Büyük küçük onlarca şehirde son beş on yıl içinde öyle muazzam bir dönüşüm oldu ki, bazı şehirlerimiz Avrupa şehirlerine fark bile atıyor.
Erzurum ise geriledikçe geriledi, sonunda iri bir köy görüntüsüne kavuştu.
Yol yok, altyapı sıfır, gecekondular şehrin göbeğinde...
Seçimden seçime hatırlanan projeler ise tozlu raflardaki yerlerini aldı bile..
Yerel yöneticilerimiz, yani özellikle belediye başkanlarımız konuştuklarında mangalda kül bırakmıyorlar; öyle bir esip savuruyorlar ki sanırsınız bu şehir kıyama kalkacak ve bir iki yıl içinde tanınmaz hale gelecek.
Hikaye...
Adam boşuna Halep ordaysa, arşın burada dememiş.
Madem kentsel dönüşüm diyorlar, hiç olmazsa minnacık bir kazma vursalardı da biz de niyet artık eyleme geçiyor diyebilseydik.
Bakıyoruz, görüntü aynı ama sorunlar giderek artıyor.
Başkanlar ise tribünden dahi izlemeye tenezzül etmiyorlar.

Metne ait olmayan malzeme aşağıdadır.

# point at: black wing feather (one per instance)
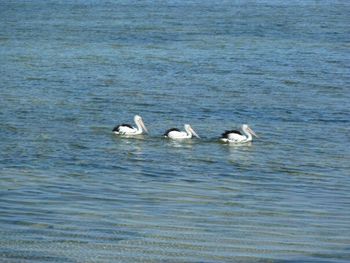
(170, 130)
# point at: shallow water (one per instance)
(71, 191)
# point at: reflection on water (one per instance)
(72, 191)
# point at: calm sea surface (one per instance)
(71, 191)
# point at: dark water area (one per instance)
(71, 191)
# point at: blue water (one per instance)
(71, 191)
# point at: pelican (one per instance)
(235, 136)
(175, 134)
(128, 130)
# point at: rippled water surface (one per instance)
(71, 191)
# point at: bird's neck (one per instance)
(248, 134)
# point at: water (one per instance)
(71, 191)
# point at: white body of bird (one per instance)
(237, 137)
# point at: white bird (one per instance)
(234, 136)
(176, 134)
(128, 130)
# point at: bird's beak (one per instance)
(143, 126)
(252, 132)
(194, 133)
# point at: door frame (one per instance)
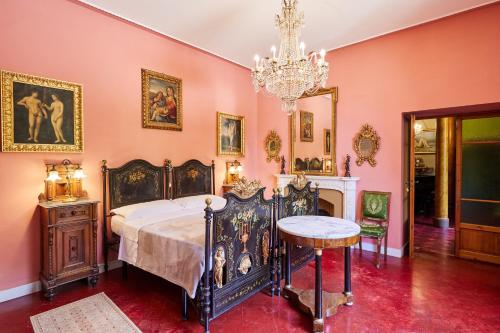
(478, 110)
(461, 253)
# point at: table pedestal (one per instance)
(304, 298)
(318, 232)
(311, 301)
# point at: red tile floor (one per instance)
(426, 294)
(434, 240)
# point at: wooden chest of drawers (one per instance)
(68, 243)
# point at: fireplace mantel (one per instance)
(345, 185)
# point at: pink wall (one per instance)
(68, 41)
(451, 62)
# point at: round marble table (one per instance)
(319, 232)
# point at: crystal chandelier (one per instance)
(293, 72)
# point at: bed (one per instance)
(166, 220)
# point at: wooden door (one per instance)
(477, 209)
(409, 181)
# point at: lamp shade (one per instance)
(79, 174)
(53, 175)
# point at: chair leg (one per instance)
(385, 247)
(378, 253)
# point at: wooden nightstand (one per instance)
(68, 243)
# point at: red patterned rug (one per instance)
(93, 314)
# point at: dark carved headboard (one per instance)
(191, 178)
(134, 182)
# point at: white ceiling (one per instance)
(236, 30)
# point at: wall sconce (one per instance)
(63, 182)
(233, 171)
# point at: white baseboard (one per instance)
(371, 247)
(36, 286)
(112, 265)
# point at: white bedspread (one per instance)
(166, 238)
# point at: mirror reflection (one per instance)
(313, 134)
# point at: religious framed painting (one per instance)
(161, 101)
(425, 136)
(327, 141)
(40, 114)
(230, 135)
(306, 126)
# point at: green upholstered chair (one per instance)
(374, 223)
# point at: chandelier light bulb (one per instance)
(256, 58)
(273, 50)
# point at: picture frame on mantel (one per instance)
(40, 114)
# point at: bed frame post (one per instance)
(184, 304)
(104, 170)
(278, 250)
(316, 199)
(208, 253)
(168, 179)
(272, 258)
(213, 176)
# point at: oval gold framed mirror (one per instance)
(366, 144)
(272, 146)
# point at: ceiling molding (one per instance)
(415, 25)
(95, 7)
(90, 4)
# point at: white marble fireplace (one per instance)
(345, 185)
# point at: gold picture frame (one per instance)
(272, 145)
(306, 126)
(230, 135)
(327, 141)
(40, 114)
(366, 144)
(161, 101)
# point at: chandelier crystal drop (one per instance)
(292, 72)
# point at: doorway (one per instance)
(438, 217)
(434, 162)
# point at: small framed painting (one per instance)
(230, 135)
(161, 101)
(40, 114)
(327, 141)
(425, 136)
(306, 126)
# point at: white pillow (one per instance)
(198, 201)
(162, 206)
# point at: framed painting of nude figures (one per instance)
(161, 101)
(230, 135)
(40, 114)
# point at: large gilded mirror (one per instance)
(312, 134)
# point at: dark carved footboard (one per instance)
(240, 253)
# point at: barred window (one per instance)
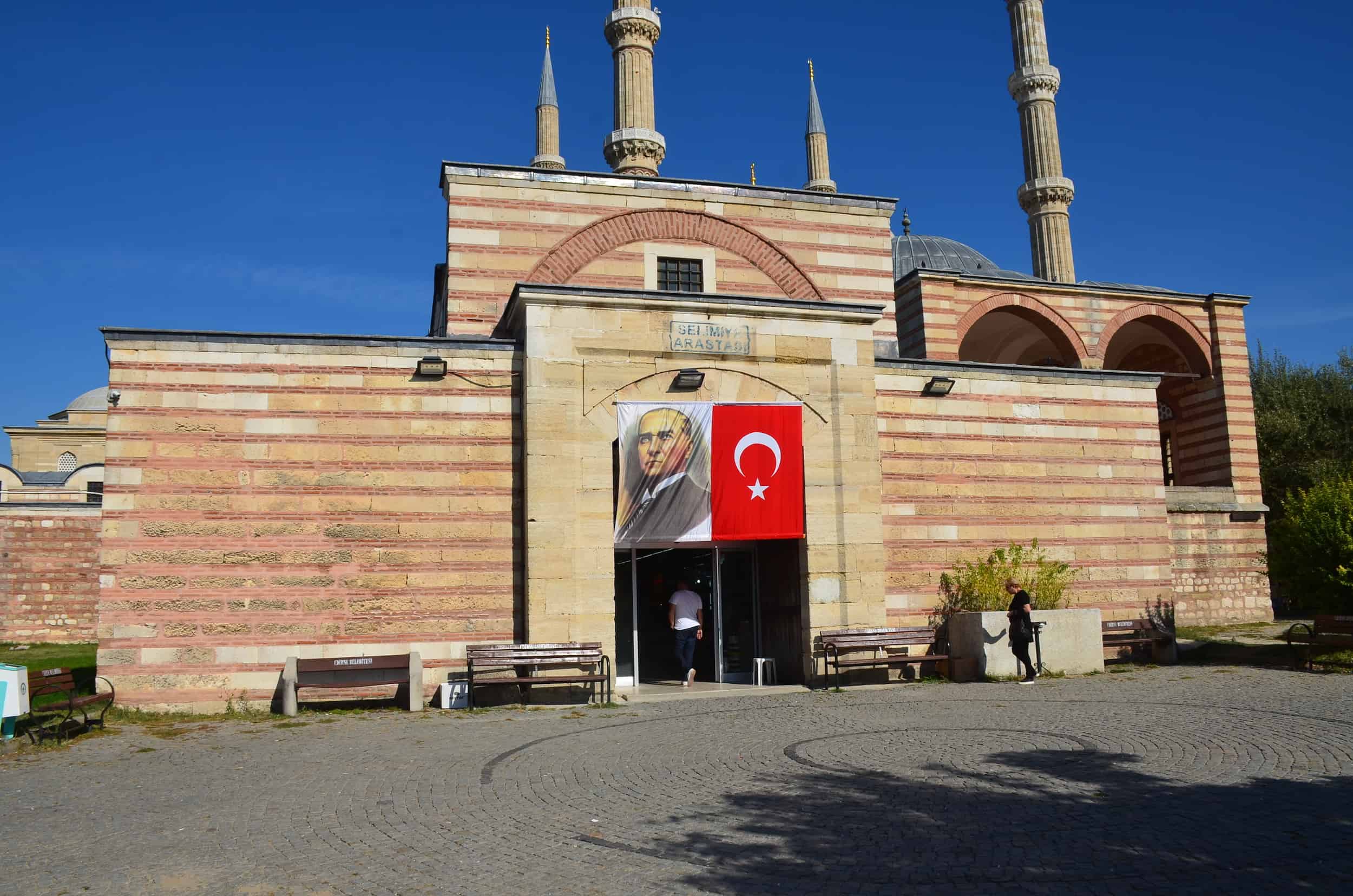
(681, 275)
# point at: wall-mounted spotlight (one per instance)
(688, 381)
(940, 386)
(432, 366)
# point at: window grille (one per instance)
(681, 275)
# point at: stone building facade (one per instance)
(272, 496)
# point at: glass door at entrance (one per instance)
(738, 625)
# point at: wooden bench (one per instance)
(404, 670)
(44, 683)
(878, 641)
(1134, 634)
(527, 660)
(1325, 634)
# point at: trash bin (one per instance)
(14, 696)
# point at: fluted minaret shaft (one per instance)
(819, 164)
(547, 118)
(634, 147)
(1046, 195)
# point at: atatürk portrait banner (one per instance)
(697, 471)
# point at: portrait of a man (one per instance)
(665, 474)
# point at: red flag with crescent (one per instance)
(757, 473)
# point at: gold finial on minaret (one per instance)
(547, 117)
(819, 168)
(1046, 193)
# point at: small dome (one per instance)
(937, 254)
(94, 400)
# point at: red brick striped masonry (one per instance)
(307, 498)
(508, 227)
(49, 574)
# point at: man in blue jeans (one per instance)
(686, 616)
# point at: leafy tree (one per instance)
(981, 587)
(1305, 424)
(1311, 547)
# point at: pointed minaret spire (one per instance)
(547, 118)
(819, 168)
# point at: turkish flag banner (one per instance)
(757, 471)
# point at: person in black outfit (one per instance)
(1022, 628)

Ya Çünkü biliyorlar ki bu şehirde iş yapmayan kimse sorgulanmaz, hesap sorulmaz. Bilakis iş yapan insanlar tehlikede...
Neyse ki hükümet spor tesislerini yapıyor da hiç olmazsa 2011'in resmi müsabakaları sorunsuz olup bitecek. Erzurum'un dünya kenti olma hayalinin gerçekleşmesi de başka bir bahara kalacak...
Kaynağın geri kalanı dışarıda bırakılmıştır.